Les notables assis plus loin s’abandonnaient à leur émotion de manière à peine plus discrète. Chacun laissait libre cours à l’élan de son cœur. Il y avait des dames qui regardaient Grenouille en serrant leurs poings dans leur giron et en gémissant de volupté, et d’autres que leur brûlant désir de ce splendide éphèbe (car c’est ainsi qu’il leur apparaissait) faisait purement et simplement tomber en pâmoison. Il y avait des messieurs qui ne cessaient de bondir de leurs sièges et de s’y rasseoir et d’en bondir à nouveau en soufflant comme des bœufs et en crispant leur poing sur la poignée de leur épée comme s’ils voulaient dégainer, et dès qu’ils commençaient à dégainer, ils rengainaient à nouveau, si bien que dans les fourreaux c’était un cliquetis général et un vrai tintamarre ; et d’autres levaient en silence leurs yeux vers le ciel et crispaient leurs mains pour prier ; et Monseigneur l’évêque, comme s’il avait eu la nausée, basculait son torse en avant et se frappait le front sur les genoux, jusqu’à ce que le petit chapeau vert dégringolât de sa tête ; mais il n’avait nullement la nausée, seulement c’était la première fois de sa vie qu’il connaissait le ravissement mystique, car un miracle s’était produit devant les yeux de tous, le Seigneur Dieu en personne avait arrêté le bras du bourreau en révélant au monde que celui qu’il pensait être un meurtrier était un ange. Ah ! que de pareilles choses arrivent encore au XVIIIe siècle ! Que le Seigneur était grand ! Et qu’on était soi-même petit et inconsistant, d’avoir prononcé une excommunication sans y croire, juste pour apaiser le peuple ! Ah ! quel orgueil, quel manque de foi ! Et voilà que le Seigneur faisait un miracle ! Ah ! quelle magnifique humiliation, quel délectable abaissement, quelle grâce que d’être, en tant qu’évêque, ainsi châtié par Dieu !

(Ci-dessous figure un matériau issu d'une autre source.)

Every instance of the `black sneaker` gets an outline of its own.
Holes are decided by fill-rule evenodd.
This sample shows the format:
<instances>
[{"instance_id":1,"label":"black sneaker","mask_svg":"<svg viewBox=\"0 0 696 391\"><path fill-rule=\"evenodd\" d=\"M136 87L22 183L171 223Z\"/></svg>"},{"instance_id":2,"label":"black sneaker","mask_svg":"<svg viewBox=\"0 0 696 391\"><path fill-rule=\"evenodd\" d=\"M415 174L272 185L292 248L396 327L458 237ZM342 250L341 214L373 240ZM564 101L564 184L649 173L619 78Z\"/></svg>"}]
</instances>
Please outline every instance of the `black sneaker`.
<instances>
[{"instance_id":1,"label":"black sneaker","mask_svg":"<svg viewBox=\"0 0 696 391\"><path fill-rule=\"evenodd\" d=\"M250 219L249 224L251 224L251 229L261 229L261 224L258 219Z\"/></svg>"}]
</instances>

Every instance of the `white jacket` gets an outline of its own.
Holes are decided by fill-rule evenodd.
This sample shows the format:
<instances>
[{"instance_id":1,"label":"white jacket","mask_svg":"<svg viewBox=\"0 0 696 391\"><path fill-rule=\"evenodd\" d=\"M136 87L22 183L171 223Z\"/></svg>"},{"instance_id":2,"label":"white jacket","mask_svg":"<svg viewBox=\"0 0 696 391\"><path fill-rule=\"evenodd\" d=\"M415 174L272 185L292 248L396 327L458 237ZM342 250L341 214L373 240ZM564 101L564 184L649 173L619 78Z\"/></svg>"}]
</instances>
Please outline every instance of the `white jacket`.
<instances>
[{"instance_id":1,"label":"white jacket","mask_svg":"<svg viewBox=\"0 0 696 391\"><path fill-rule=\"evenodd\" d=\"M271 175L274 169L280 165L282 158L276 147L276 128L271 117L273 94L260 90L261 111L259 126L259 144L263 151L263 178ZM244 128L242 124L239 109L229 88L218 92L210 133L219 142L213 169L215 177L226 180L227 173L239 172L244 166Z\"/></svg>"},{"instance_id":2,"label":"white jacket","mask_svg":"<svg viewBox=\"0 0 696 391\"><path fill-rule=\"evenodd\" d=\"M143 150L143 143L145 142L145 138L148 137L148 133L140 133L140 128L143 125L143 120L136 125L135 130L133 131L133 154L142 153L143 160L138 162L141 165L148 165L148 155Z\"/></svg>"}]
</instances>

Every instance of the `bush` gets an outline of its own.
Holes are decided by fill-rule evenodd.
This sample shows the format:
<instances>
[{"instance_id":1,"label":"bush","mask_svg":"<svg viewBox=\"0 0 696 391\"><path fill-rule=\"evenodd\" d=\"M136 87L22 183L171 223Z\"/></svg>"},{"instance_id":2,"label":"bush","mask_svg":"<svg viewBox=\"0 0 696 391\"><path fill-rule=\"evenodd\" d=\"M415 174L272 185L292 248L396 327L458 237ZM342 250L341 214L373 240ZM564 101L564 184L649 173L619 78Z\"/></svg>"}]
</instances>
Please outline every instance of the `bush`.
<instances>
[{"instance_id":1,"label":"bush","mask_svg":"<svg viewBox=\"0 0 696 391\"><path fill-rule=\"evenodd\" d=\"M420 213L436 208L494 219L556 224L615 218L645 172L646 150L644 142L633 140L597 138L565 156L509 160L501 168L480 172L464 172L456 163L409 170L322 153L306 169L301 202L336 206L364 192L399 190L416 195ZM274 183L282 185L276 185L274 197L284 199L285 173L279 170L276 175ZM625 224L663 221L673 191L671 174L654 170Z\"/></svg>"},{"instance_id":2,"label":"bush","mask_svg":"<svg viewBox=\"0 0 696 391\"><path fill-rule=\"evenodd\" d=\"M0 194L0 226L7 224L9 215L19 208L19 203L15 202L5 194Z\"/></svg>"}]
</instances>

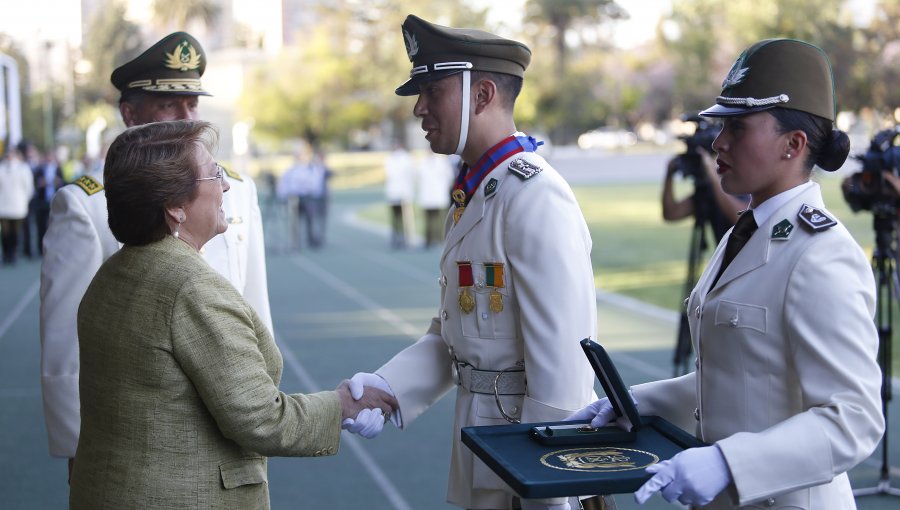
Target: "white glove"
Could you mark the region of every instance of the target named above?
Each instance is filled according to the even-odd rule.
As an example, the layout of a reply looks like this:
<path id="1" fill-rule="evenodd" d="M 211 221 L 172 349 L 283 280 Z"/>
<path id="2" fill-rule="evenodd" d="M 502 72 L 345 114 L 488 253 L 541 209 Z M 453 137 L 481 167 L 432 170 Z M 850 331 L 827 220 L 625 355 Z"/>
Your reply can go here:
<path id="1" fill-rule="evenodd" d="M 362 398 L 362 394 L 365 391 L 365 386 L 378 388 L 385 393 L 389 393 L 392 397 L 395 396 L 394 392 L 391 390 L 391 387 L 388 386 L 387 381 L 385 381 L 384 378 L 382 378 L 380 375 L 370 374 L 368 372 L 357 372 L 353 375 L 353 377 L 350 378 L 350 396 L 353 397 L 353 400 L 359 400 Z"/>
<path id="2" fill-rule="evenodd" d="M 678 500 L 685 505 L 703 506 L 731 483 L 731 471 L 715 445 L 688 448 L 645 471 L 654 475 L 634 493 L 635 501 L 642 505 L 661 490 L 669 503 Z"/>
<path id="3" fill-rule="evenodd" d="M 634 402 L 634 405 L 637 406 L 637 400 L 634 399 L 634 395 L 632 395 L 630 391 L 628 392 L 628 395 L 631 397 L 631 401 Z M 617 417 L 616 410 L 613 409 L 609 399 L 601 398 L 600 400 L 594 401 L 586 407 L 575 411 L 566 418 L 566 421 L 591 420 L 591 427 L 597 429 L 605 427 L 609 422 L 613 421 L 613 419 L 616 420 L 616 425 L 618 425 L 619 428 L 631 430 L 631 427 L 628 425 L 628 419 L 624 416 Z"/>
<path id="4" fill-rule="evenodd" d="M 522 499 L 519 501 L 522 504 L 522 510 L 572 510 L 568 501 L 558 505 L 541 503 L 541 500 L 539 499 Z"/>
<path id="5" fill-rule="evenodd" d="M 341 423 L 341 428 L 353 434 L 359 434 L 366 439 L 372 439 L 381 433 L 384 428 L 384 415 L 381 409 L 363 409 L 356 418 L 347 418 Z"/>
<path id="6" fill-rule="evenodd" d="M 357 372 L 350 378 L 350 396 L 353 400 L 362 398 L 365 387 L 371 386 L 383 390 L 385 393 L 394 396 L 394 392 L 381 376 L 370 374 L 367 372 Z M 366 412 L 368 411 L 368 412 Z M 391 413 L 391 423 L 400 428 L 400 411 Z M 384 428 L 384 415 L 381 409 L 363 409 L 356 415 L 356 418 L 347 418 L 341 423 L 341 428 L 353 434 L 359 434 L 366 439 L 372 439 L 381 433 Z"/>

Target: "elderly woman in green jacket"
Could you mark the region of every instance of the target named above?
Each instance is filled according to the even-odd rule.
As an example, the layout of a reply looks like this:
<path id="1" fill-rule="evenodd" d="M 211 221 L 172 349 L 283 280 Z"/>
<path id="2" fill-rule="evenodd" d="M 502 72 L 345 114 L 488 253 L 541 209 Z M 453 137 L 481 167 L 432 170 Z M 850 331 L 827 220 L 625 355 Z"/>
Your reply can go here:
<path id="1" fill-rule="evenodd" d="M 161 122 L 109 148 L 109 225 L 124 247 L 78 310 L 73 509 L 268 508 L 266 456 L 333 455 L 343 419 L 396 407 L 384 392 L 354 401 L 346 381 L 278 389 L 268 328 L 199 253 L 227 228 L 215 138 L 205 122 Z"/>

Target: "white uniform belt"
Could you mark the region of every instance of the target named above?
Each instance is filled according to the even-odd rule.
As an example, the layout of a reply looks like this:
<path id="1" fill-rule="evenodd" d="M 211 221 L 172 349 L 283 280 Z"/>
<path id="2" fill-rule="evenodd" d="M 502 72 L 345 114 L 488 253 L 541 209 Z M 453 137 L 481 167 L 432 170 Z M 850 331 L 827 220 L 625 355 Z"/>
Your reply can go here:
<path id="1" fill-rule="evenodd" d="M 494 394 L 494 383 L 498 395 L 524 395 L 525 370 L 478 370 L 468 363 L 456 364 L 456 383 L 472 393 Z"/>

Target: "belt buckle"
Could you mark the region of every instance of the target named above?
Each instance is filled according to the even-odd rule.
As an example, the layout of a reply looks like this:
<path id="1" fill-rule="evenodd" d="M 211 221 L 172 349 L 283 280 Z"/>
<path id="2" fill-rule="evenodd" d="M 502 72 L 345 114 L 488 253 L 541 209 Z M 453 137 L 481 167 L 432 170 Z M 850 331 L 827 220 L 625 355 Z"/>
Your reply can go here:
<path id="1" fill-rule="evenodd" d="M 451 356 L 450 361 L 453 363 L 453 368 L 456 370 L 456 385 L 462 386 L 462 369 L 472 365 L 469 365 L 465 361 L 459 361 L 459 358 L 457 358 L 455 354 Z"/>

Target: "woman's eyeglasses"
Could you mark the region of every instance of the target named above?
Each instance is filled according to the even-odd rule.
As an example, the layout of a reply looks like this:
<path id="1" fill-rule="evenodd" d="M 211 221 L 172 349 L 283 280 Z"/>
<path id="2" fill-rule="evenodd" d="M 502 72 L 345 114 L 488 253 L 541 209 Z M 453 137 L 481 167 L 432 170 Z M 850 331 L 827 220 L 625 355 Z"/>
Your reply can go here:
<path id="1" fill-rule="evenodd" d="M 216 163 L 216 175 L 212 177 L 200 177 L 196 179 L 197 181 L 215 181 L 218 180 L 219 184 L 222 183 L 222 177 L 225 175 L 225 169 L 222 168 L 222 165 Z"/>

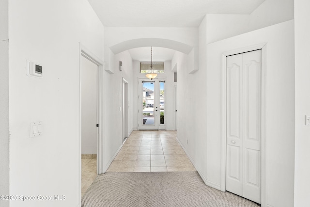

Cependant, le peuple, derrière la barricade, s’abandonnait d’une manière de plus en plus éhontée à l’effrayante ivresse affective qu’avait déclenchée l’apparition de Grenouille. Tel à qui sa vue n’avait d’abord inspiré que pitié et attendrissement était désormais plein de concupiscence toute nue ; tel qui d’abord avait admiré et désiré, en était à présent à l’extase. Tous tenaient l’homme en habit pour l’être le plus beau, le plus séduisant et le plus parfait qu’ils pussent imaginer : les nonnes voyaient en lui le Sauveur en personne, les suppôts de Satan, le radieux prince des ténèbres ; les philosophes, l’Etre suprême, les jeunes filles, un prince de conte de fées ; les hommes, un reflet idéal d’eux-mêmes. Et tous se sentaient mis à nu et empoignés par lui à leur endroit le plus sensible, il avait touché au centre même de leur érotisme. C’était comme si cet homme avait eu dix mille mains invisibles et qu’à chacune de ces dix mille personnes qui l’entouraient il avait mis la main sur le sexe et le caressait exactement de la façon que chacune d’entre elles, homme ou femme, désirait le plus dans ses fantasmes les plus secrets.